When the earth shook on Tuesday afternoon across the region, residents of east Delhi’s Lalita Park — like people in other parts of the city — rushed out of their homes to safety. The tremors instantly brought back memories of the building collapse in the area on November 15, 2010 in which 71 people were killed.
The residents had reasons to be paranoid. East Delhi has the maximum number of unsafe buildings that can fall like a pack of cards if a major earthquake strikes the capital.
This area also has the maximum number of unauthorised colonies where houses have been constructed on weak foundations.
Their walls are wafer-thin, construction material used is usually of poor quality. Almost all of these buildings have been built without government approval, making them all the more vulnerable to disasters as they are not structurally safe.
The Walled City too is full of dilapidated buildings with the civic agency turning a blind eye rather than demolishing them. Colonies along the river-bed are also vulnerable.
Civic agency officials say, property owners carry out illegal construction as they are unable to get their building plans sanctioned due to strict norms.
Delhi is located in seismic zone IV, the second-highest earthquake hazard zone in India.
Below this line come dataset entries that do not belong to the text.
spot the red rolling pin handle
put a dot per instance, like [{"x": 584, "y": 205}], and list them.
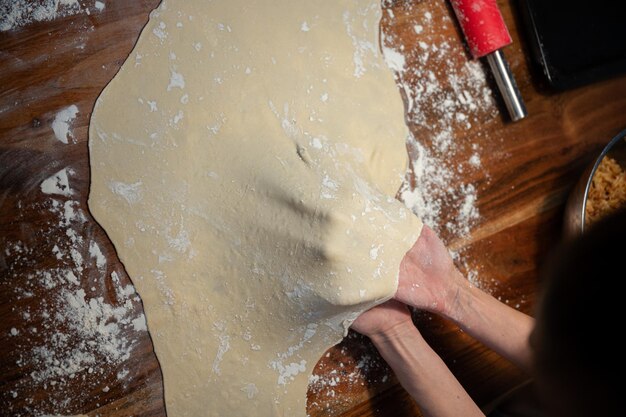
[
  {"x": 482, "y": 25},
  {"x": 486, "y": 34}
]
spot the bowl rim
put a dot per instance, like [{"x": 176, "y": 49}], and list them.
[{"x": 621, "y": 135}]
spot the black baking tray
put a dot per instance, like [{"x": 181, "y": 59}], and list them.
[{"x": 575, "y": 42}]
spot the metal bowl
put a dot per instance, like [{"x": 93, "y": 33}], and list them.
[{"x": 577, "y": 201}]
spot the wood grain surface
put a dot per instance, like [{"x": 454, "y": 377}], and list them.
[{"x": 527, "y": 170}]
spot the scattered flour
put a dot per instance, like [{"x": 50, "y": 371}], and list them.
[
  {"x": 62, "y": 121},
  {"x": 79, "y": 333},
  {"x": 57, "y": 184},
  {"x": 15, "y": 14},
  {"x": 444, "y": 100}
]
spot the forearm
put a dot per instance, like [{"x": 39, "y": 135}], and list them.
[
  {"x": 495, "y": 324},
  {"x": 424, "y": 375}
]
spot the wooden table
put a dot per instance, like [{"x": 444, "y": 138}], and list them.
[{"x": 527, "y": 170}]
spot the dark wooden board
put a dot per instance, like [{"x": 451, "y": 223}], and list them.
[{"x": 527, "y": 171}]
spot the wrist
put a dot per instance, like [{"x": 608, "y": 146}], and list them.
[{"x": 392, "y": 334}]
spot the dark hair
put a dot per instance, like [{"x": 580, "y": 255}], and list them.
[{"x": 580, "y": 317}]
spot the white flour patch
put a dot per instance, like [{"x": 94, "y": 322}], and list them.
[
  {"x": 62, "y": 121},
  {"x": 18, "y": 13},
  {"x": 132, "y": 193},
  {"x": 443, "y": 106},
  {"x": 176, "y": 80},
  {"x": 96, "y": 253},
  {"x": 57, "y": 184},
  {"x": 77, "y": 332}
]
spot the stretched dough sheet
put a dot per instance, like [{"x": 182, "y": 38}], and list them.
[{"x": 244, "y": 162}]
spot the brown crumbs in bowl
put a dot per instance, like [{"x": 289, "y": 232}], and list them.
[{"x": 607, "y": 192}]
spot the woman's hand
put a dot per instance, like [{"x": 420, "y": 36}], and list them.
[
  {"x": 429, "y": 280},
  {"x": 388, "y": 320}
]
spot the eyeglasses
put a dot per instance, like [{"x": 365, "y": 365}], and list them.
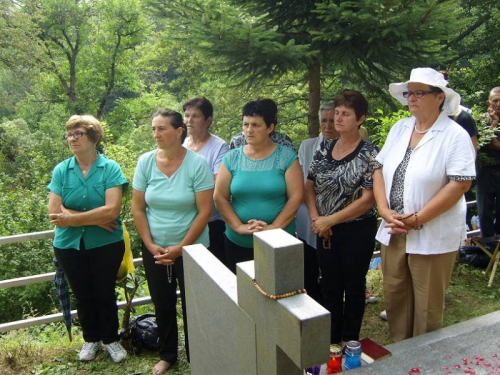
[
  {"x": 75, "y": 135},
  {"x": 418, "y": 94}
]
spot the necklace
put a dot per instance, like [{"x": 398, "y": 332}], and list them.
[
  {"x": 86, "y": 170},
  {"x": 345, "y": 149},
  {"x": 421, "y": 132}
]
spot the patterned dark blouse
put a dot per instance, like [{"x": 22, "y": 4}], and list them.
[
  {"x": 396, "y": 201},
  {"x": 338, "y": 183}
]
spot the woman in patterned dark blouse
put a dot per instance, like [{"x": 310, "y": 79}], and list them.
[
  {"x": 423, "y": 171},
  {"x": 340, "y": 201}
]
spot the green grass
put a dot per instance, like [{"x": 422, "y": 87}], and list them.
[{"x": 46, "y": 349}]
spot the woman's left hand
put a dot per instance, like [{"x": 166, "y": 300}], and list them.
[
  {"x": 169, "y": 256},
  {"x": 255, "y": 225},
  {"x": 322, "y": 226},
  {"x": 63, "y": 219},
  {"x": 405, "y": 219}
]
Many lifeline buildings are vulnerable to damage if an earthquakes strikes, limiting the government’s ability to deliver critical services.
According to the Vulnerability Atlas of India 2007, out of the 33.8 lakh buildings in Delhi, over 31 lakh are at medium risk of being affected by an earthquake, while 1.46 lakh are at high risk.
No structural safety engineers
Moreover, the civic agencies across the city have no structural safety engineers to check the buildings. The result: building collapses have become common in the past few years.
Also, a survey undertaken every year to find out the total number of dangerous buildings in the city was not carried out as it coincided with the municipal elections.